There has been some discussion on the WG1/WG2 lists about keywords. Here, for
what it's worth, is my 2 cents' worth.
The question arose about whether keywords ought to be supported in `Thing1' and/or `Thing2'. I personally think keywords are a good thing, and have felt thus since I wrote 1401 Autocoder code back in the previous millennium. Properly used, they can make code much more readable. They aren't essential, though, and therefore have no place in Thing1.
Some well-known Scheme systems support keywords as a datatype, and others don't. Some Schemes that support keywords have Common-Lispish OPTIONAL and
KEYWORD arguments.
There is a simple way out of this mess. For Thing1, you write 'foo:, which is a symbol, i.e., (symbol? 'foo:) => #t. For Thing2, (symbol? 'foo:) still evals to #t, but there is a new predicate: (keyword? 'foo:) also evals to #t, while (keyword? 'bar) => #f.

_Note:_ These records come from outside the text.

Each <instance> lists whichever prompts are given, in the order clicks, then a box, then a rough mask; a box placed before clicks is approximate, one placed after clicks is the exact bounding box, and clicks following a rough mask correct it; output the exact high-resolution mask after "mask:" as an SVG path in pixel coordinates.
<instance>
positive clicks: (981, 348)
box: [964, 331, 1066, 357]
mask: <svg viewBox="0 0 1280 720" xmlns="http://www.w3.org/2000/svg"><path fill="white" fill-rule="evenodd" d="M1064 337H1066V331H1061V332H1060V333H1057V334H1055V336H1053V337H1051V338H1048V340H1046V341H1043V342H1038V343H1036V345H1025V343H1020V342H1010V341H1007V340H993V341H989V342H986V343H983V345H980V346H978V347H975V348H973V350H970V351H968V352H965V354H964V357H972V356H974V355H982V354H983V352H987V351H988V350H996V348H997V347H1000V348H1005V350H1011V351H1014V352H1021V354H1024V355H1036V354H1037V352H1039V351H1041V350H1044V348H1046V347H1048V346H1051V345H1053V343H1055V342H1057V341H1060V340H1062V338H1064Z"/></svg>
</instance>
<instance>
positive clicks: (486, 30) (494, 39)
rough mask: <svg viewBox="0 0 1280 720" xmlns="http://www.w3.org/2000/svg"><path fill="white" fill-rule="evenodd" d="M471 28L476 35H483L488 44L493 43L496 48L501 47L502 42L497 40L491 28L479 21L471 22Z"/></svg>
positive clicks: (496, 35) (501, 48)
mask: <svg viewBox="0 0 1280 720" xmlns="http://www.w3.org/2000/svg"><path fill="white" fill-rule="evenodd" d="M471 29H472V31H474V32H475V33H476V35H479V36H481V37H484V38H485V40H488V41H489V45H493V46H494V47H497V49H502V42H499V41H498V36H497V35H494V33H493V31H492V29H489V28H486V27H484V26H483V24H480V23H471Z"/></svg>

Thus in this proposal, `keyword' and `symbol' are not different datatypes, but rather being a keyword or not is an attribute of any symbol. An inefficient implementation of keyword? could even parse the result of symbol->string, looking for wherever the colon was supposed to be.
This allows Thing2 programs to be a bit more careful in checking keyword arguments, while still not breaking ANY valid Thing1 programs. (Thing2 can choose to allow keywords to be self-evaluating, but I am aggressively of no opinion on the merits of doing so; even so, self-evaluation would still not break any valid Thing1 program.)
I would vote *AGAINST* OPTIONAL and KEYWORD lambda syntax, in my experience, there are too many nasty corner cases to handle there, and often the interactions between these are too surprising. In other words, everything I want can be achieved by adding a keyword? primitive. The merits of including keywords in WG2 amount to a more efficient implementation, and standardization, which might help some library APIs.
As for whether it should be 'foo: or ':foo or some other read/print syntax, I don't care.